Ed Webster Desert Photo Gallery
I’ve known Ed Webster since 1975 when he was a young student at Colorado College. After that I went on a lot of climbing trips around the American West with Ed—filming him on the first ascent of Supercrack, taking him out to Moses in Canyonlands National Park via my secret rim rappel route, and photographing him on Sentinel Spire in Colorado National Monument. During those years Ed became not only a very good climber but also was a very motivated climber. He not only repeated the classic Utah tower routes, but he was visionary enough to do first ascents on many of those as well as seek out unclimbed towers to name and climb. A lot of these towers and routes are now established, often-repeated classic climbs like the Lightning Bolt Cracks on North Sixshooter Peak and the Bridger Jack Spires.
While Ed was out visiting me in March, he brought along a thick binder filled with images of his desert first ascents. He graciously allowed me scan the best ones and gave me permission to publish a portfolio of these historic climbing photos here on Climbing at About.com. Thanks Ed!

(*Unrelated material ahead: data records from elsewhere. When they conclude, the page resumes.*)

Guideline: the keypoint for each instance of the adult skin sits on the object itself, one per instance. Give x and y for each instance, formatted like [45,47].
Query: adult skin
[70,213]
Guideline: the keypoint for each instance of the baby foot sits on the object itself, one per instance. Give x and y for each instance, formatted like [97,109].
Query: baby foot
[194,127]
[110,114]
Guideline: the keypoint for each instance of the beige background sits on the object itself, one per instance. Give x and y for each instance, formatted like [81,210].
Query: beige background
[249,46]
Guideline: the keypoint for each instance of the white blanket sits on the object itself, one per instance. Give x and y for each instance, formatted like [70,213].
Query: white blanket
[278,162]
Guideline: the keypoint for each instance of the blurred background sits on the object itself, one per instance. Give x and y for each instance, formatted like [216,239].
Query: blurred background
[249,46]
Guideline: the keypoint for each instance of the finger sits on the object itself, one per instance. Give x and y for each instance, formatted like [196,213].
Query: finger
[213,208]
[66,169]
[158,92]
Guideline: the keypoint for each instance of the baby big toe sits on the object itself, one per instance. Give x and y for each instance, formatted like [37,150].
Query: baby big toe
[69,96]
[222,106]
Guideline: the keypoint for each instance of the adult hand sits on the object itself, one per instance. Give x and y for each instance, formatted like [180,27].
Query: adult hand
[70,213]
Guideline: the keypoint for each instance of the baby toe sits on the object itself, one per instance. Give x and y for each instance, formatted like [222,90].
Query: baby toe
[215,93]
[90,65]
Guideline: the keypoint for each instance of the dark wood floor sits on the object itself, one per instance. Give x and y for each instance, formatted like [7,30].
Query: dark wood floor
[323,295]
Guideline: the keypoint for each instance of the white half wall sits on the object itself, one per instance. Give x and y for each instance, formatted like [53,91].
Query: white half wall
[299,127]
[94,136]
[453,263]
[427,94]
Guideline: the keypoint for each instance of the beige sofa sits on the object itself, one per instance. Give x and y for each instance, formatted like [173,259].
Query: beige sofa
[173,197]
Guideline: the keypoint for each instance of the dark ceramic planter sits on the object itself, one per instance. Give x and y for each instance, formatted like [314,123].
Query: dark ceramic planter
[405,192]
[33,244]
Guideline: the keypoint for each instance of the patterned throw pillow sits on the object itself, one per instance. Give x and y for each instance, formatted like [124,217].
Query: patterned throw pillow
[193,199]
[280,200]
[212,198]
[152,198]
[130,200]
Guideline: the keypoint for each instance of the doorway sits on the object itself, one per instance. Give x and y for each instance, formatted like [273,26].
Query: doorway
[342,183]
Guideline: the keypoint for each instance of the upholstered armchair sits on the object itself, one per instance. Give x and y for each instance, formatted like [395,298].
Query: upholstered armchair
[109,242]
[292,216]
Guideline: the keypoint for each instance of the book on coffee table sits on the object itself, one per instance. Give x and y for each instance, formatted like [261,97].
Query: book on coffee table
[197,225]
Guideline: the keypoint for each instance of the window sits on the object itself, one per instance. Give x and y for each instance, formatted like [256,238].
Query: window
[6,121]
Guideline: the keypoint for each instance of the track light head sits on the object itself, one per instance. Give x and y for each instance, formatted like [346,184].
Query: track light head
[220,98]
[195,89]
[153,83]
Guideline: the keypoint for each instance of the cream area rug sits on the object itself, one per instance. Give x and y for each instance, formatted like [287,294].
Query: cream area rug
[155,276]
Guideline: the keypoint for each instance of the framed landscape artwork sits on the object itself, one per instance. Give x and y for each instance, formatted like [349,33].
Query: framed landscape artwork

Ed Webster, of course, was more than a rock climber but also a serious and skilled mountaineer, who traveled on many expeditions to the world's highest mountains in Nepal, Tibet, Bhutan, and Pakistan. His 1988 ascent of Mount Everest’s 12,000-foot-high Kangshung Face with three companions, no Sherpas, radios, or oxygen, was an audacious landmark climb that almost killed him. He wrote a marvelous book of that adventure, Snow in the Kingdom, that not only details his adventure but also recounts much interesting Himalayan history.
Go to Ed Webster Utah Canyon Country Photo Gallery to check out this collection of wonderful historic desert climbing images.
Photo above: Ed Webster at Bridger Jack Spires, Utah, in 2008.
Photograph © Stewart M. Green
Buy Ed Webster’s book:
Snow in the Kingdom: My Storm Years on Everest


Comments
I met Ed in the 80’s when I was living in New England and working for the Vermont forest service. He gave me his old EB’s and took me up my first lead climb; Thin Air on Cathedral ledge in the Mt Washington valley. Before that, I had done a lot of scrambling around and loved watching climbers but had never done anything technical. I still remember it with great clarity, Ed was generous and patient and kind. I continued to climb after that and still climb to this day. Certainly not to any great extent but always with much enjoyment in “seeking high enchanted places.”